When using Resource Recovery Services (RRS) in a shared-queues group, RRS coordinates the synchronization of output between the IMS subsystems that receive the input from the client and the IMS subsystems that process the transactions. RRS is enabled by specifying RRS=Y in the DFSDCxxx member. When RRS is enabled, it is enabled for all IMS transactions, not just those input through OTMA.
With RRS enabled, you can specify either AOS=Y and AOS=F to use RRS to coordinate the processing of OTMA transactions on any IMS subsystem in a shared queues group, regardless of the OTMA synchronization level required by the OTMA transaction. The OTMA synchronization levels are None, Confirm, and SyncPt.
IMS V12 introduces the three newest of the five AOS settings: B, S and X. The three new settings provide better performance when processing send-then-commit transactions in a shared-queues group by enabling OTMA messages to be processed by any IMS system in a shared queues group without requiring RRS.
The following is a summary of the AOS= options:
- AOS=N: Restricts the processing of OTMA send-then-commit messages to the IMS subsystem that receives it directly from the client. This is the default.
- AOS=Y: For a shared-queues group in which all IMS systems have RRS enabled, AOS=Y enables the processing of OTMA send-then-commit messages by any IMS subsystem in a shared-queues group regardless of the OTMA synchronization level of the transaction, but only if RRS is enabled in all IMS subsystems in the shared-queues group.
- AOS=F: For a shared-queues group in which only some of the IMS systems have RRS enabled, AOS=F enables the processing of OTMA send-then-commit messages by any IMS subsystem in a shared-queues group that has RRS enabled, regardless of the OTMA synchronization level of the transaction. If an IMS system that does not have RRS enabled attempts to process the message, the message is rejected with IMS U711 abend.
- AOS=B: Enables the processing of OTMA send-then-commit messages by any IMS subsystem in a shared-queues group; however, the coordination of messages that specify a synchronization level of NONE or CONFIRM is managed by XCF and the coordination of message that specify a synchronization level of SYNCPT is managed by RRS.

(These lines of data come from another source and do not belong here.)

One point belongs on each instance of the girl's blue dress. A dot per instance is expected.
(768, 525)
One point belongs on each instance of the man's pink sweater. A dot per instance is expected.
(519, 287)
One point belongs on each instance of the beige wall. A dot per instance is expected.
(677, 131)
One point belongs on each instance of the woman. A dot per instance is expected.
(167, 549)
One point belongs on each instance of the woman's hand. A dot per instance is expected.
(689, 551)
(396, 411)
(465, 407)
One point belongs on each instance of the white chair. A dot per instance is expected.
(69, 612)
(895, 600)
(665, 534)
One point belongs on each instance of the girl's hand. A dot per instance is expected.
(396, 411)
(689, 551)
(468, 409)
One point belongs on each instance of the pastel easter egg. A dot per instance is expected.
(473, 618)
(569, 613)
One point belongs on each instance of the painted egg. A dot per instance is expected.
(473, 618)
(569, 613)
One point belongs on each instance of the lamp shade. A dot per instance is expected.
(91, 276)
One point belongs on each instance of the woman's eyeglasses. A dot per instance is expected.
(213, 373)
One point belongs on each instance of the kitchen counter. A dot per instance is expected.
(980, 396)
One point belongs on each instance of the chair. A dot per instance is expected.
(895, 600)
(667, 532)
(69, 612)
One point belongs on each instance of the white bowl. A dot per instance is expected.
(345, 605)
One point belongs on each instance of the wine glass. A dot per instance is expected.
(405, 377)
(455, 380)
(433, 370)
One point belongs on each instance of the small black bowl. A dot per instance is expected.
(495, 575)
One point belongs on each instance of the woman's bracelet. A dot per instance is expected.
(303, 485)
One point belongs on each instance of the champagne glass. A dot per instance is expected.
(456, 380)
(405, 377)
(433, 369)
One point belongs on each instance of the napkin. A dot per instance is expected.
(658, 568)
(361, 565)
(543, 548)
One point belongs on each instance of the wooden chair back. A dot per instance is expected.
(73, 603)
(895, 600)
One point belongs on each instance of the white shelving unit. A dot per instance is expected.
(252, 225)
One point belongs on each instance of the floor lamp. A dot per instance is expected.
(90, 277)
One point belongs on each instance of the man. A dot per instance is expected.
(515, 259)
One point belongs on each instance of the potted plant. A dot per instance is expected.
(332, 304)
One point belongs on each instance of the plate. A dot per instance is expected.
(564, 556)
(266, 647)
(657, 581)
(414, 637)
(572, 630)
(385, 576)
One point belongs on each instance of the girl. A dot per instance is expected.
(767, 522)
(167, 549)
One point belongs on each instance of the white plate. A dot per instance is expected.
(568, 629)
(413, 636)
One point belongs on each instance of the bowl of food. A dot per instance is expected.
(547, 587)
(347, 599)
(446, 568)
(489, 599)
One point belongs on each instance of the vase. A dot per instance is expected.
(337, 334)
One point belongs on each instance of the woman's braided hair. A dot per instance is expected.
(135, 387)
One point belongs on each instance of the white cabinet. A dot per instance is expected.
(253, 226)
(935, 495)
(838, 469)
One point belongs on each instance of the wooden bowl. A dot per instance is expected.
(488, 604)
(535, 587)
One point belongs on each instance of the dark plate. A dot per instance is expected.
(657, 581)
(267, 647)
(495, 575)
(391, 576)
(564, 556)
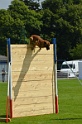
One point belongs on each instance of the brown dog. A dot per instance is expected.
(36, 40)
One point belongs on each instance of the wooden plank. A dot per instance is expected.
(32, 87)
(17, 76)
(28, 58)
(33, 100)
(33, 112)
(25, 49)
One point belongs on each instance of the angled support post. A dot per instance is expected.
(55, 74)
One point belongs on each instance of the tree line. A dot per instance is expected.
(61, 19)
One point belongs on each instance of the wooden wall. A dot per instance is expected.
(32, 81)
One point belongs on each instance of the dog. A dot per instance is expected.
(36, 40)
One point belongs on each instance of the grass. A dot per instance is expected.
(70, 105)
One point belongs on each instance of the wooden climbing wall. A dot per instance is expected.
(32, 81)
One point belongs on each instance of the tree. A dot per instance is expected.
(76, 52)
(32, 4)
(5, 29)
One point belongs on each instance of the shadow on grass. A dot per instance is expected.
(64, 119)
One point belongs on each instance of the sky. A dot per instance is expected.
(5, 3)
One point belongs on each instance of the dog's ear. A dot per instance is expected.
(45, 42)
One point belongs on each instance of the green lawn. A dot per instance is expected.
(70, 105)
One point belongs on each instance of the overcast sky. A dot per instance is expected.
(4, 3)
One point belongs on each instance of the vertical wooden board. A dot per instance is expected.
(32, 79)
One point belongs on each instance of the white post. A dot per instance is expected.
(55, 75)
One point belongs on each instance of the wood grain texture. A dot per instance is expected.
(32, 81)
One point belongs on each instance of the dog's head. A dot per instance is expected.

- AOS=S: Enables the processing of OTMA send-then-commit messages that specify a synchronization level of NONE or CONFIRM by any IMS subsystem in a shared-queues group. Messages that specify SYNCPT can be processed only by a back-end IMS system if the back-end IMS system has RRS enabled. If a back-end IMS system that does not have RRS enabled attempts to process the message, the message is rejected with an IMS user abend 0711.

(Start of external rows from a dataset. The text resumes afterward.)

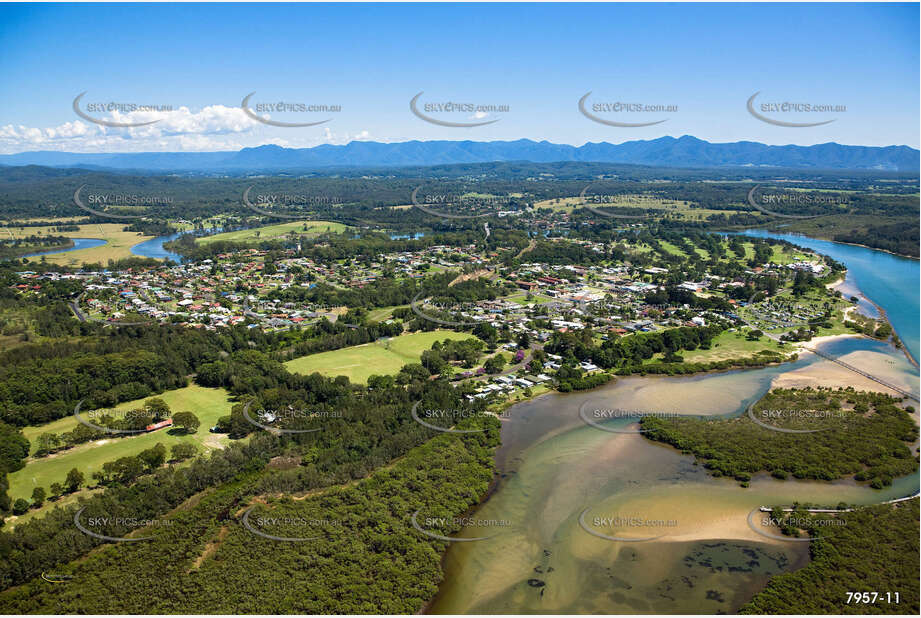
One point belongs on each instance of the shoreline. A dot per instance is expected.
(838, 242)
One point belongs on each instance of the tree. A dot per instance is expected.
(20, 506)
(154, 456)
(494, 364)
(187, 421)
(56, 490)
(73, 481)
(157, 407)
(183, 451)
(38, 497)
(46, 443)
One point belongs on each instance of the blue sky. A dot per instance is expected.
(705, 60)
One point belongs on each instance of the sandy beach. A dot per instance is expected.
(889, 367)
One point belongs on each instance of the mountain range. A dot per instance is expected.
(686, 151)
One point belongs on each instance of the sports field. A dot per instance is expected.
(308, 228)
(208, 404)
(384, 357)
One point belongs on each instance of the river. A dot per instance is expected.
(552, 467)
(890, 281)
(79, 243)
(153, 248)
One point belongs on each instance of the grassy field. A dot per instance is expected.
(118, 243)
(208, 404)
(679, 209)
(728, 346)
(309, 228)
(383, 314)
(385, 357)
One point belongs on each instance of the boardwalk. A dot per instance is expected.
(767, 509)
(864, 374)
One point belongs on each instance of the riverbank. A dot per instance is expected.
(887, 281)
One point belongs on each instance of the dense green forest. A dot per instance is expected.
(859, 434)
(862, 212)
(876, 551)
(368, 558)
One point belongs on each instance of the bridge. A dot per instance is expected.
(889, 385)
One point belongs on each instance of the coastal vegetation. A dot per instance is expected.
(874, 551)
(819, 434)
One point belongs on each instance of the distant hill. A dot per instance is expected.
(686, 151)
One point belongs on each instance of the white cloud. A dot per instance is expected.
(215, 127)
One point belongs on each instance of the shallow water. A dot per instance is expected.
(553, 466)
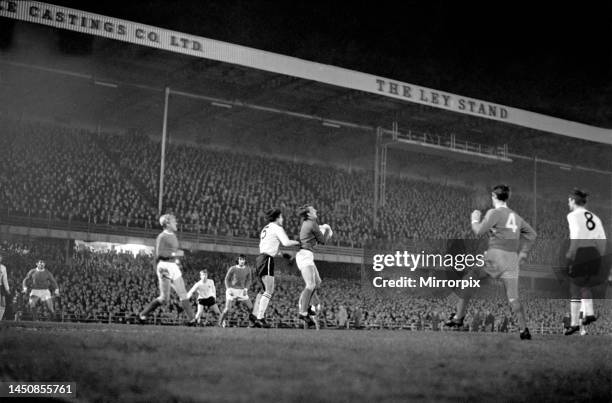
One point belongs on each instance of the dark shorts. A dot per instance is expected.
(264, 264)
(207, 302)
(587, 263)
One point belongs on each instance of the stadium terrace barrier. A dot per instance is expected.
(173, 320)
(72, 229)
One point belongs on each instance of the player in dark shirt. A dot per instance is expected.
(169, 274)
(310, 235)
(41, 283)
(505, 229)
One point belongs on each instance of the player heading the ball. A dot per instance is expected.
(271, 237)
(311, 234)
(41, 283)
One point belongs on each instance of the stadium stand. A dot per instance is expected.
(113, 179)
(113, 287)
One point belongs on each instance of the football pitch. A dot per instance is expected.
(155, 363)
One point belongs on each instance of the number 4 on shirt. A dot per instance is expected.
(511, 223)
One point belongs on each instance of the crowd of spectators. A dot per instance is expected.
(111, 286)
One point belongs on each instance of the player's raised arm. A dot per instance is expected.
(192, 290)
(529, 235)
(28, 279)
(213, 289)
(4, 279)
(481, 228)
(228, 275)
(284, 239)
(53, 283)
(317, 233)
(249, 279)
(574, 228)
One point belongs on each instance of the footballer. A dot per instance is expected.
(41, 283)
(207, 295)
(505, 230)
(271, 237)
(311, 234)
(169, 274)
(587, 247)
(237, 283)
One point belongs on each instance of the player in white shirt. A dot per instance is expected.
(207, 295)
(4, 288)
(587, 247)
(272, 236)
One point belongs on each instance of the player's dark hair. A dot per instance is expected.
(579, 196)
(304, 210)
(502, 192)
(273, 214)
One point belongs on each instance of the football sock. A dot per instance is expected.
(263, 305)
(587, 307)
(304, 301)
(151, 307)
(575, 312)
(461, 307)
(186, 304)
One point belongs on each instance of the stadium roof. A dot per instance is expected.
(94, 78)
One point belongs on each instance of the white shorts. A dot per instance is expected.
(42, 294)
(304, 258)
(236, 294)
(169, 270)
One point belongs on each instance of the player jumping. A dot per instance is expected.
(587, 247)
(237, 283)
(310, 236)
(41, 283)
(169, 274)
(271, 237)
(505, 229)
(207, 295)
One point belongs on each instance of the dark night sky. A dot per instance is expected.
(556, 61)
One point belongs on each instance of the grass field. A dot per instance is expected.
(153, 363)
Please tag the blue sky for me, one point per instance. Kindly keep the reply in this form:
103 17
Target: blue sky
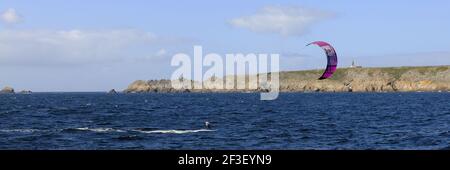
75 45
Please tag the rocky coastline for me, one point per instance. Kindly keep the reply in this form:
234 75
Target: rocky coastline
389 79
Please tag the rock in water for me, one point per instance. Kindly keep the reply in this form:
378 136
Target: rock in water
112 91
7 90
26 92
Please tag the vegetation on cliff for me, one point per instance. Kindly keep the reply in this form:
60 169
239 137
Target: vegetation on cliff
389 79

- AOS=X: Enables send-then-commit messages that specify a synchronization level of NONE or CONFIRM to be processed in any IMS subsystem in the shared-queues group. XCF is used to coordinate transactions processed by back-end systems. Messages that specify a synchronization level of SYNCPT can be processed only by the IMS systems that receive the transaction directly from the client.

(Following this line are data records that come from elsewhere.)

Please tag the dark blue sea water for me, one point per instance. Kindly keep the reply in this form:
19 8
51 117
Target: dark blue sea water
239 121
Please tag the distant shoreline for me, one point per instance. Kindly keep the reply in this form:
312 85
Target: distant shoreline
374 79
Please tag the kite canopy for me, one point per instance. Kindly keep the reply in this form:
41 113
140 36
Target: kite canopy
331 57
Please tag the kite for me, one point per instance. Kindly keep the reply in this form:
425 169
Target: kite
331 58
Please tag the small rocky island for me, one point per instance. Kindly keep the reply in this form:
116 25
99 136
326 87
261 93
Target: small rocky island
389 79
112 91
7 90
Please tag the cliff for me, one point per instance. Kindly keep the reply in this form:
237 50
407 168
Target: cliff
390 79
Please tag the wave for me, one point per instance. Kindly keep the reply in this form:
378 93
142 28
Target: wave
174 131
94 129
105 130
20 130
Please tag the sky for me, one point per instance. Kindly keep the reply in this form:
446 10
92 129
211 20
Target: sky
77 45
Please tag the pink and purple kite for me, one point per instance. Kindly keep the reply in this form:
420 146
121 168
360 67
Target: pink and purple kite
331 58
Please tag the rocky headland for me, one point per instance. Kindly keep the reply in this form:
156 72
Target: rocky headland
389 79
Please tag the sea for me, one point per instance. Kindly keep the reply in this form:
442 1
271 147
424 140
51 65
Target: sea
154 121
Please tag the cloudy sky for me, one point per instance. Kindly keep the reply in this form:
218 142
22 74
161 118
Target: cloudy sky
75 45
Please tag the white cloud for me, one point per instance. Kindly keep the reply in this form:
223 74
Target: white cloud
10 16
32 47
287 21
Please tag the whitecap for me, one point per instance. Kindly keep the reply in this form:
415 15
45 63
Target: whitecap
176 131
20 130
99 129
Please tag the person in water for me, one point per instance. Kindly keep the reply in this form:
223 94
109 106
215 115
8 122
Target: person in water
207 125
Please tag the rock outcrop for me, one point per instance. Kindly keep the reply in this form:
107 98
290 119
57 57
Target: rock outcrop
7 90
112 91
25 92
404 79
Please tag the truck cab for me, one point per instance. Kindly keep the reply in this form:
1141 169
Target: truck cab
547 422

A program-to-program message switch from a commit-then-send transaction, by default, must be processed on the IMS subsystem where the switch is initiated. Two exceptions to this are program-to-program switches from a conversational transaction and program-to-program switches in which either the OTMAASY=S option in the DFSPBxxx member or APPCASY=S option in the DFSDCxxx member of the IMS.PROCLIB data set is specified.